ジュニアサッカーメモリーズ~憧れのMF10 -5ページ目

10番との出会い 第3話

走りながら学校に向かう亮と稔の眼に、背の高い小学生の後姿が映った。

二人はその小学生に追いつくと、大きな声で挨拶をした。


「仁君、おはよう!」


背の高い小学生は、少し驚いた表情で振り向くと、亮と稔だということに気づき、笑顔で応えてくれた。


「オス!亮、稔。元気がいいな」


大石仁(じん)。

洋光小学校に通う6年生だ。

洋光イレブンのキャプテンでセンターハーフ、そしてもちろん10番を背負っている、みんなの憧れの先輩だ。


「仁君、決勝観ましたか?」


亮が話すよりも先に、稔が大きな声で問いかけた。


「おう。もちろんだ!」


「やっぱり」


「お前らも観たのか?」


仁を真中に挟む形で、3人は歩きながら話した。


「はい。もちろん!」


二人は、ハモりながら答えた。


「ははは。ガキは早く寝るもんだぞ」


「そんなこと言ったって~」


大人びた話し方をする仁の言葉に、戸惑い、返す言葉を探している稔の横から、亮が話しかけた。


「仁君、オレたちでワールドカップ、優勝しようよ」


「優勝?」


「そう。日本代表になって、優勝しようよ」


「ははは・・・。優勝か・・・。そうだな」


少しだけ呆れた表情で仁が答えると、今度は負けじと稔が話しかけた。


「仁君、ワールドカップに出るためには、どうしたらいいの?」


「ワールドカップに出る?」


「そうだよ。出たいんだよ!」


仁は、遠くを見つめながら考えた後、諭すように話し始めた。


「そうだな・・・。まずは日本代表にならなくちゃだめだな。でもな、日本は一度もワールドカップに出場してないんだぞ。だから、もっともっと練習して、上手くならなくちゃいけないんだ。上手くなって、強くなって、洋光イレブンが日本一になったら出れるかもな。」


亮と稔は、歩きながら話す仁の横顔をまじまじと見たあと、その視線を互いの顔に移した。


「稔、日本一だってよ」


「おう!日本一だな」


「でも仁君、どうやったら日本で一番になれるの?」


亮は真剣な表情で、仁に問いかけた。


「さぁな。オレにもわからねぇや。」


「ええ?仁君も知らないの?」


「知らねぇよ。でも、勝ち続ければ、いつかは日本一になれるだろうよ」


「そっか~。日本一か・・・。」


「稔、オレらも日本一になろうぜ!」


「そうだな!」


「頼もしいね~。
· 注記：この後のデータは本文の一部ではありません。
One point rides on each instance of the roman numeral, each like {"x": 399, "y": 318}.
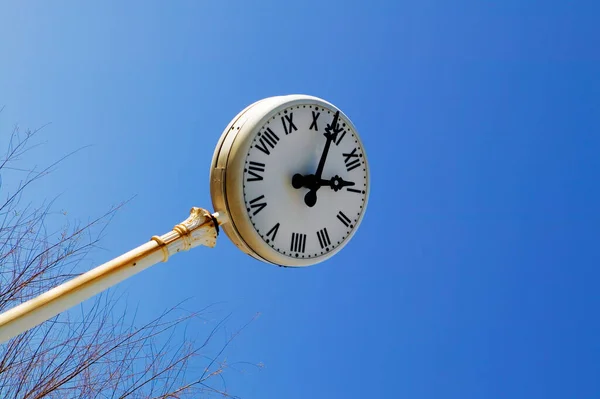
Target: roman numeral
{"x": 269, "y": 139}
{"x": 323, "y": 237}
{"x": 314, "y": 122}
{"x": 259, "y": 206}
{"x": 273, "y": 231}
{"x": 254, "y": 168}
{"x": 351, "y": 160}
{"x": 288, "y": 123}
{"x": 298, "y": 243}
{"x": 341, "y": 136}
{"x": 344, "y": 219}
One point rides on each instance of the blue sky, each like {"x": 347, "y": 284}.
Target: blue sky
{"x": 475, "y": 271}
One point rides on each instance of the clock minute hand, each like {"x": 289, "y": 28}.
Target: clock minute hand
{"x": 330, "y": 134}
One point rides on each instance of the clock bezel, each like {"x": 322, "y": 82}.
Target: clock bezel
{"x": 227, "y": 178}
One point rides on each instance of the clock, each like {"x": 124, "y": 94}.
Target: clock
{"x": 291, "y": 174}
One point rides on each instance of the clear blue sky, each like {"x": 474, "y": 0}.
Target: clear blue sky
{"x": 475, "y": 272}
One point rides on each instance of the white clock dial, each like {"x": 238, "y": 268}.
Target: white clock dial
{"x": 292, "y": 142}
{"x": 292, "y": 174}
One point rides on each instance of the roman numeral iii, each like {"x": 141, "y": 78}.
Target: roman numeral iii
{"x": 268, "y": 139}
{"x": 352, "y": 160}
{"x": 288, "y": 123}
{"x": 323, "y": 237}
{"x": 257, "y": 205}
{"x": 254, "y": 171}
{"x": 298, "y": 243}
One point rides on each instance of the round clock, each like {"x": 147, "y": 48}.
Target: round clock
{"x": 292, "y": 175}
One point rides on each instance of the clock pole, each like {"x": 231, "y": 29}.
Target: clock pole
{"x": 200, "y": 228}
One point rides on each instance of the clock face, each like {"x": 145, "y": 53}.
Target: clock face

4年坊は・・・。」


仁は真剣な表情の亮と稔の顔を交互に覗き込み、最後にこう言った。


「まぁ、頑張れや!」


「うん!わかった!!仁君、じゃあね!!」


二人はそう言うと、仁を残して再び全力で走り出した。


 朝から元気なやつらだ。


仁は半ばあきれながらも、深夜のワールドカップを観ていたという二人を嬉しく感じた。

二人の後姿が、徐々に小さくなっていくのを見つめながら、学校へと歩を速めた。

「稔、放課後サッカーやろうぜ!!」


「そうだな。オレたちでワールドカップに出ようぜ!!」


「ああ」


校門をくぐると、そこには眩しい朝陽に照らされている見慣れたグランドがあった。

あまりの眩しさに一瞬目をつむった亮の瞼の裏には、熱狂するリバープレート・スタジアムの白い紙吹雪の映像がよみがえってきた。